Com’era da attendersi, quell’Ordinanza ha riacceso il dibattito, mai sopito, sulla consistenza del potere – che la Corte di Giustizia avrebbe (o meno) – di interferire con l’organizzazione del nostro sistema giurisdizionale e, più in particolare del Suo potere di imporre a ciascuno degli Stati membri un giudice unico di nomofilachia almeno per le materie di rilevanza sovranazionale.
Ma il riaccendersi di tale dibattito sta facendo tornare alla ribalta ulteriori questioni mai sopite: basti pensare all’estensione, operata dalla Corte Costituzionale, degli ambiti esclusivi della giustizia sportiva per profili diversi dal mero risarcimento del danno subìto dagli atleti in conseguenza di decisioni ingiuste adottate nei loro confronti e quasi sempre supinamente avallate dai giudici sportivi, oppure alla interpretazione riduttiva che la Corte dei conti continua ad offrire a proposito della applicabilità – agli incolpati di danno erariale – delle garanzie previste dall’articolo 6 della CEDU sulle modalità di celebrazione delle udienze; basti pensare che tale ultimo Giudice è arrivato – per denegarne le garanzie – fino al punto di richiamare gli avvocati che ne invocassero l’applicazione al loro dovere di aggiornamento professionale in materia di rapporti fra pubblicità dell’udienza e misure governative adottate per contrastare la pandemia da COVID-19 (così Corte Conti, III Sez. Giur. D’Appello, 9 novembre 2020, n. 191, 17 e ss.)

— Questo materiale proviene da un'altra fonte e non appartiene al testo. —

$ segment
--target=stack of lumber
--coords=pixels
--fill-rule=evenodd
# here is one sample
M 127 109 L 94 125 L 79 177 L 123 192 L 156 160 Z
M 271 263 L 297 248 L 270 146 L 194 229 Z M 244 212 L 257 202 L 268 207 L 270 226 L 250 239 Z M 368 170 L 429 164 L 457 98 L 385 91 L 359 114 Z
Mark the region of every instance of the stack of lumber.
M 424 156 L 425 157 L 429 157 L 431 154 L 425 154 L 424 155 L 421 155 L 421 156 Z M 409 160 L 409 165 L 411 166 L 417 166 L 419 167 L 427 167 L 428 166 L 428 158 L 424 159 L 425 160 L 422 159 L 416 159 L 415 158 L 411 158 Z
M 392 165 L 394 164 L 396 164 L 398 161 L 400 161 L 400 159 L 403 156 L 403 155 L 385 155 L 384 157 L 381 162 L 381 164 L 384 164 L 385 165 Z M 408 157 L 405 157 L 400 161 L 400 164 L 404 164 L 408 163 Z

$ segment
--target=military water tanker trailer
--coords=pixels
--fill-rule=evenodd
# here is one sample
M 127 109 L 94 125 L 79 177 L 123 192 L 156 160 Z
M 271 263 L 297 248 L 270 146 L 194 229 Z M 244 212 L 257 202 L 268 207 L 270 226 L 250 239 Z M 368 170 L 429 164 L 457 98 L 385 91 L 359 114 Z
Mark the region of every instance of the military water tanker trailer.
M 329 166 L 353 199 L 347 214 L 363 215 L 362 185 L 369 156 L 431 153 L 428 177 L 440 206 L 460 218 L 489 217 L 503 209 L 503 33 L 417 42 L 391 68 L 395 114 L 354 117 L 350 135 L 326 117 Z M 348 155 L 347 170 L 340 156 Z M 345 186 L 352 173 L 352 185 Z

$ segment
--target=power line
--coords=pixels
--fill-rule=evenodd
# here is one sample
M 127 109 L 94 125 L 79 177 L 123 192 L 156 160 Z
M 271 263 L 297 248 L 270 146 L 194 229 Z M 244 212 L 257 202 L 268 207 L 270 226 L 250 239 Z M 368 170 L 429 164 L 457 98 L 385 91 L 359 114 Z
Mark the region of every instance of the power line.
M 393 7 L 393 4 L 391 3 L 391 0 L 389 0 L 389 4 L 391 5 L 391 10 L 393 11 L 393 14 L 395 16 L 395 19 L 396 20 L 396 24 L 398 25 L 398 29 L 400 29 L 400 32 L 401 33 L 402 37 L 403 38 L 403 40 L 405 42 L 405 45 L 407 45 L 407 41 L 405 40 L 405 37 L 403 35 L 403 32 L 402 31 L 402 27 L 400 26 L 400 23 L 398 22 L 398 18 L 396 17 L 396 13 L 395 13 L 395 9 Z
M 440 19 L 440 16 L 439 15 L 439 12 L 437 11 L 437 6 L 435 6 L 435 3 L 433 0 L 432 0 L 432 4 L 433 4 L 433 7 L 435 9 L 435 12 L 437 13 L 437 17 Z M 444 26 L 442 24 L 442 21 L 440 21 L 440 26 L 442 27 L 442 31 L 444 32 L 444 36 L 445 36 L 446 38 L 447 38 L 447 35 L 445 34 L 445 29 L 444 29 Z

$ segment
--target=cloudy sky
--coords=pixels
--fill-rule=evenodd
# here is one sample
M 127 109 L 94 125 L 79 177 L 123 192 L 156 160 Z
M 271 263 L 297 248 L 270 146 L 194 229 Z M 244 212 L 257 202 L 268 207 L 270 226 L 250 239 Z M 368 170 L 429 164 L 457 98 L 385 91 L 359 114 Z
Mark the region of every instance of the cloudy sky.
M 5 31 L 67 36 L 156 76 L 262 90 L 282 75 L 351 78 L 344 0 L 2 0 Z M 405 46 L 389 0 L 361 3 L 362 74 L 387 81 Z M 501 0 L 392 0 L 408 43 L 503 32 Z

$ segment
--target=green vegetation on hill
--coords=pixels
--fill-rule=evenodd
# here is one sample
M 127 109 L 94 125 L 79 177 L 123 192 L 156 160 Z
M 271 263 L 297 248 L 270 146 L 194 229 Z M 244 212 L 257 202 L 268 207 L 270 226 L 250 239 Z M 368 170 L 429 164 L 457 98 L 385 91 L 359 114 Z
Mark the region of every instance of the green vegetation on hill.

Non possiamo, oggi, conoscere l’orientamento della Corte di Giustizia sui quesiti interpretativi a Lei posti dalla Cassazione; vogliamo però ricordare che il Giudice UE – a differenza di quello italiano – si sente vincolato dal principio del precedente (Stare Decisis) e, almeno sulle questioni che qui ci occupano, le sue pregresse decisioni si sono sempre mosse in una direzione tendente ad assicurare il primato del diritto eurounitario su quello dei singoli Stati membri.
Di più: quello stesso Giudice – nel riconoscere il diritto degli Stati membri ad organizzare i rispettivi sistemi giustiziali secondo i principi e le regole che Questi ultimi abbiano ritenuto più opportuni e confacenti alle proprie peculiarità e tradizioni – ha sempre e comunque guardato agli assetti giurisdizionali interni come a plessi da valutare come tali: ovvero nella loro unicità; il che vuol significare innanzitutto che gli eventuali conflitti sviluppatisi fra le diverse giurisdizioni mai potrebbero risolversi in occasioni di aggiramento o compressione dei diritti e degli obblighi che i Trattati attribuiscono alle persone fisiche e giuridiche le quali, all’interno dello spazio unico europeo, si rivolgano ad un qualunque giudice dello Stato di loro appartenenza per ottenerne tutela rispetto a determinate situazioni giuridiche soggettive di cui siano portatori e che assumano essere state lese.
Quest’ultima considerazione ci fa perciò riporre fiducia nel fatto che qualunque passo la Corte del Lussemburgo decida di muovere – rispetto a questo ennesimo conflitto fra Corte di Cassazione e Giudice Amministrativo di ultimo grado – sarà in favore del rafforzamento di quella “certezza del diritto” spesso relegata in un angolo del palcoscenico dai troppi attori che, quotidianamente, si agitano nel gran teatro della giustizia italiana.